Medicine alumnus and physician, Professor Peter Kopelman, led a long and distinguished career which included working as Principal at St George’s from 2008-2015 following an appointment as Vice-Principal of Queen Mary, University of London. He later spent a year as Vice Chancellor of the University of London from 2018-19. Professor Kopelman was an outstanding supporter of St George’s for many years, receiving an honorary Doctor of Science degree in 2017.
Professor Kopelman had a long-standing interest in diabetes care and initiated a district-wide scheme for integrated care in East London. He was active in health policy, medical education and research, and was chair or deputy chair of several national university committees as well as a member of NHS national policy and workforce committees.
Professor Kopelman’s major research interest was in the field of obesity, in particular endocrine aspects and possible genetic determinants. He was also interested in the pathophysiology of associated complications and their management.

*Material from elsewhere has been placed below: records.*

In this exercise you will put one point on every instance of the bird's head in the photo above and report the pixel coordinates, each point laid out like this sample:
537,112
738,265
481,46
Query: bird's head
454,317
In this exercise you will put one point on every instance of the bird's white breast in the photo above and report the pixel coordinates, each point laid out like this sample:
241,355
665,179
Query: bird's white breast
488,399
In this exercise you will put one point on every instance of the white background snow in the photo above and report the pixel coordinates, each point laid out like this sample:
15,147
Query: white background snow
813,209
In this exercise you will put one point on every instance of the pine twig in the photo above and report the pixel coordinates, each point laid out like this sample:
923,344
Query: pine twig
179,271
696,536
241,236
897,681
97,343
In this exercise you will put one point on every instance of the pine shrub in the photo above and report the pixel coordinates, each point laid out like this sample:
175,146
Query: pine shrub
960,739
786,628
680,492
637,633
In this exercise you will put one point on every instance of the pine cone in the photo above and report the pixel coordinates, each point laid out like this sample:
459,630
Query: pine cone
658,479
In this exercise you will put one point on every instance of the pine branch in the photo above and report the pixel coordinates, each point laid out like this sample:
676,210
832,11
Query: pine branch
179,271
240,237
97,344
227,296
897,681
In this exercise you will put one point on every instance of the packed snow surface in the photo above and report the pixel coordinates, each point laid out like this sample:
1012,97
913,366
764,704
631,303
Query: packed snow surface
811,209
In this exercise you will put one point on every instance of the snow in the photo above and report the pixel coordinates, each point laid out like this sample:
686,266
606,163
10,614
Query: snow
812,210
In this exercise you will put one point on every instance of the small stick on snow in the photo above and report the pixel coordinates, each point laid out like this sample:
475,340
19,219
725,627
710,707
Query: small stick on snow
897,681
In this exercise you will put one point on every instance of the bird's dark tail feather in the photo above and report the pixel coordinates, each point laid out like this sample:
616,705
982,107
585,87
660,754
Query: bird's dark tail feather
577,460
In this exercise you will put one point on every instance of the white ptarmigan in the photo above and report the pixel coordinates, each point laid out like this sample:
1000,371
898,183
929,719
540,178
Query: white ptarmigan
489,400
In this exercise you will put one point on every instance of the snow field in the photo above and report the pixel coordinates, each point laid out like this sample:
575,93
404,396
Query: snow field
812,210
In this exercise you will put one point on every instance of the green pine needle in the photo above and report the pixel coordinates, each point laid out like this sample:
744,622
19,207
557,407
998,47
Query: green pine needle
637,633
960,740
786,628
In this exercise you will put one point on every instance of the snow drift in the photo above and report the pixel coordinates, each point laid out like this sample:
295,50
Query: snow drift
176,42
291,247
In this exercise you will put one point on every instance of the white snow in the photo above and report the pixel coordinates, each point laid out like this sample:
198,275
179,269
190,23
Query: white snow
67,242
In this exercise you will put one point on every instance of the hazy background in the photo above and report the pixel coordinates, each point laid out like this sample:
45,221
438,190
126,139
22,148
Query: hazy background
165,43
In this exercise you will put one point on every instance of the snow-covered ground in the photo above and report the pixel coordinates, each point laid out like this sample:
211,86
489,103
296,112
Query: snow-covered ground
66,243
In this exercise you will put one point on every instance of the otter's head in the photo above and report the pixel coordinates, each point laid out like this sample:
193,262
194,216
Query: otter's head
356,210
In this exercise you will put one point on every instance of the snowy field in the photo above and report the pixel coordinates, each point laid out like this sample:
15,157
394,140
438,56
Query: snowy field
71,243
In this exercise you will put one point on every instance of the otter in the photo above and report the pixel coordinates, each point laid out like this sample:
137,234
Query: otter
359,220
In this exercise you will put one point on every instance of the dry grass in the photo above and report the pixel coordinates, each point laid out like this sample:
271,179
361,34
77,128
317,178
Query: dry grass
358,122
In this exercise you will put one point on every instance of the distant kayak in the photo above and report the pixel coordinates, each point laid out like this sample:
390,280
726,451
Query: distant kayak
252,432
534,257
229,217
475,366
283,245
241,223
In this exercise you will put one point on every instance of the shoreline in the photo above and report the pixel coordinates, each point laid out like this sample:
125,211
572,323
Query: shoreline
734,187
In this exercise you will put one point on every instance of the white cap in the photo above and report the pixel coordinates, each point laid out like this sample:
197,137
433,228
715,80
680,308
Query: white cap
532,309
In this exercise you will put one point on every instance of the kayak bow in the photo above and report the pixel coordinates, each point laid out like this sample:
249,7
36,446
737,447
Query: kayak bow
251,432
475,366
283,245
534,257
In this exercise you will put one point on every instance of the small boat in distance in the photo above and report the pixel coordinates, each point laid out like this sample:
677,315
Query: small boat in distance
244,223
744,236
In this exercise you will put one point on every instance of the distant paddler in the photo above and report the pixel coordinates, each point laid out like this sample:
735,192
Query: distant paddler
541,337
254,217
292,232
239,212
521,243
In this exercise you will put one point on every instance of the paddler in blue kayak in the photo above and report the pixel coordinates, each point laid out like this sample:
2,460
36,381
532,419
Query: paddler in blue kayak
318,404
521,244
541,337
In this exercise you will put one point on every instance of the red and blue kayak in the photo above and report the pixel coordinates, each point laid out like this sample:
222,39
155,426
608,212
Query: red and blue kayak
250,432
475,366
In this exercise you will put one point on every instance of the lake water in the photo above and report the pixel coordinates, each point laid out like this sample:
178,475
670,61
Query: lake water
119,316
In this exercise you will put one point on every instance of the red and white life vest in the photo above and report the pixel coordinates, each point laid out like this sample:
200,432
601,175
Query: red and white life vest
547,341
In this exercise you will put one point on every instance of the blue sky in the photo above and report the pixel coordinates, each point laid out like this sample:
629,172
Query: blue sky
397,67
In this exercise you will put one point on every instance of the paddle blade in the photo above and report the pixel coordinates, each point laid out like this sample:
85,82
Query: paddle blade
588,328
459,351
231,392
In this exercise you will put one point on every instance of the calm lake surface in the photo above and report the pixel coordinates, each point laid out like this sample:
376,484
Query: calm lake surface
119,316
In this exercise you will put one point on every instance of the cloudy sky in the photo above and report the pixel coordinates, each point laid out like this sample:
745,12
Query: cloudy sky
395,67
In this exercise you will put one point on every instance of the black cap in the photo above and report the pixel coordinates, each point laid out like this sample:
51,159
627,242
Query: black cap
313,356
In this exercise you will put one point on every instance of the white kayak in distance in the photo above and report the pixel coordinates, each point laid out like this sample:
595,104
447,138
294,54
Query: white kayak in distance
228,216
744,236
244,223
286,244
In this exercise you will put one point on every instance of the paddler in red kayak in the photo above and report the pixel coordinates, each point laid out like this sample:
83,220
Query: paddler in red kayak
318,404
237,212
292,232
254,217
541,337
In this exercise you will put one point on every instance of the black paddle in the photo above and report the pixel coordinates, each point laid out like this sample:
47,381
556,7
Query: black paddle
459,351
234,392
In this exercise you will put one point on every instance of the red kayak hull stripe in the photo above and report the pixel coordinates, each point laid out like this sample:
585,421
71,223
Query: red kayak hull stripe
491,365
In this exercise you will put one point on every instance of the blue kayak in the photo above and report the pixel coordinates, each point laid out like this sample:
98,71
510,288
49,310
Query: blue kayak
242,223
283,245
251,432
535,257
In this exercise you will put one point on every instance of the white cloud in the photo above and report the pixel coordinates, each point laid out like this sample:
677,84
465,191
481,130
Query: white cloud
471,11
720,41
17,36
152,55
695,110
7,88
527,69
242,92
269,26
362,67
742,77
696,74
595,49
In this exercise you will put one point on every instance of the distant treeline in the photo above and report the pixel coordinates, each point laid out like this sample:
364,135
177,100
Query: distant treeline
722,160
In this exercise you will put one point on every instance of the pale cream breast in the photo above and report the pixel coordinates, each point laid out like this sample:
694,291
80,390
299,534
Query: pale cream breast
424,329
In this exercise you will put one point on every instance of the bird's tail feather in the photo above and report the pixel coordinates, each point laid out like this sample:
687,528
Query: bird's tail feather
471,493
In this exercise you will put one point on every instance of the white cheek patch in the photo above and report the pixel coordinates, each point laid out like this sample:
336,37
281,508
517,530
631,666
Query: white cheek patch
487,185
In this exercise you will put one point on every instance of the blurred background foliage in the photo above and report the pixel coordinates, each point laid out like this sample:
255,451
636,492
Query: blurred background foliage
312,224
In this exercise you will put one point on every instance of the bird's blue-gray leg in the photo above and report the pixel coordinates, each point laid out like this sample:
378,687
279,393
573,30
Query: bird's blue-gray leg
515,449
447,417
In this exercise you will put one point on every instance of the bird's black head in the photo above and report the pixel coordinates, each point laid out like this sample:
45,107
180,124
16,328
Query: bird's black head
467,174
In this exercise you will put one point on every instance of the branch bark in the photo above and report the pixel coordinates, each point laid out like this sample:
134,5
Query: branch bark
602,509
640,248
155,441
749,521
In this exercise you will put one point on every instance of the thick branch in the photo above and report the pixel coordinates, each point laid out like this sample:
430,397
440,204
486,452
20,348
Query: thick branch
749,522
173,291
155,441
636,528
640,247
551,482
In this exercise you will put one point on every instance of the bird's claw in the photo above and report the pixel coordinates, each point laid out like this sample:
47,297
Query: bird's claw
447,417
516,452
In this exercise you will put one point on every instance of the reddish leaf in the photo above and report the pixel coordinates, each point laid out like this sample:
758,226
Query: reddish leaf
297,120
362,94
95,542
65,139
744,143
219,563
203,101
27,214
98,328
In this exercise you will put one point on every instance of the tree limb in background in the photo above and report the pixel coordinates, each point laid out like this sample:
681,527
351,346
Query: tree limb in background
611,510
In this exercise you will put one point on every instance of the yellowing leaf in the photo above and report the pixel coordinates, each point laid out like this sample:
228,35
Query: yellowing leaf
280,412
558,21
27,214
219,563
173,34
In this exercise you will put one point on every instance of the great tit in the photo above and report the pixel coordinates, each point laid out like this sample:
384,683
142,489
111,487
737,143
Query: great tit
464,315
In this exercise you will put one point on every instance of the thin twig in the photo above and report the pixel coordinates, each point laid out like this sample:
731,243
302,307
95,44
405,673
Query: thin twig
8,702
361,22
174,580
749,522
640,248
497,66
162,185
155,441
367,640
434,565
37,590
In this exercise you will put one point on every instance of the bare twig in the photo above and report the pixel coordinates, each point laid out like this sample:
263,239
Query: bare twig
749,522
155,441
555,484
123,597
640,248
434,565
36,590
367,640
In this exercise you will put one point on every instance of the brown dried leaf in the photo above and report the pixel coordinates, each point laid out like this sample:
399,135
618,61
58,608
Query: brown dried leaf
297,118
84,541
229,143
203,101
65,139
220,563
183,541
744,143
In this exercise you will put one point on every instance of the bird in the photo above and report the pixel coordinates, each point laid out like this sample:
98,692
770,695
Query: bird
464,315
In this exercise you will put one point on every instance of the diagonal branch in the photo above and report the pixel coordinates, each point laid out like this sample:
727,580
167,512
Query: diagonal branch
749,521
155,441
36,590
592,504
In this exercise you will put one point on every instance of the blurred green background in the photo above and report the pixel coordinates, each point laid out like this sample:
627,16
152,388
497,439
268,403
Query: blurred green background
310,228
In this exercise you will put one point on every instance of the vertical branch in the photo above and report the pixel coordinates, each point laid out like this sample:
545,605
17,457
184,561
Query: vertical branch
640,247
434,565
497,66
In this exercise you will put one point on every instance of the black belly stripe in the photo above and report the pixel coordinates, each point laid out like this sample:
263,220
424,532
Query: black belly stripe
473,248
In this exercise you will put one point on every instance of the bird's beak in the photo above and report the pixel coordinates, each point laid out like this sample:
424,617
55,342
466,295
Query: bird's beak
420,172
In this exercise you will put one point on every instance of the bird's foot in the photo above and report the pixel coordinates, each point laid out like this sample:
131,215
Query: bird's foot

Professor Kopelman chaired the Clinical Examining Board of the Royal College of Physicians, the Royal Pharmaceutical Society Faculty and Education Board and Health Education England’s Oversight Board for Medical Associate Practitioners.
Professor Kopelman was also a member of the Chief Medical Officer’s Working Group on physical activity, and as a member of the Royal College of Physicians Committee he chaired their Working Party on the management of obesity with particular reference to drug therapy. He also chaired the college’s Working Party on nutritional care of patients that resulted in the publication of a report entitled Nutrition and Patients – a Doctor’s Responsibility.
He was a former chairman of the Association for the Study of Obesity, as well as acting as President of the European Association for the Study of Obesity, a Trustee of the International Association for the Study of Obesity and a member of the Department of Health and Food Standards Agency Scientific Advisory Committee on Nutrition.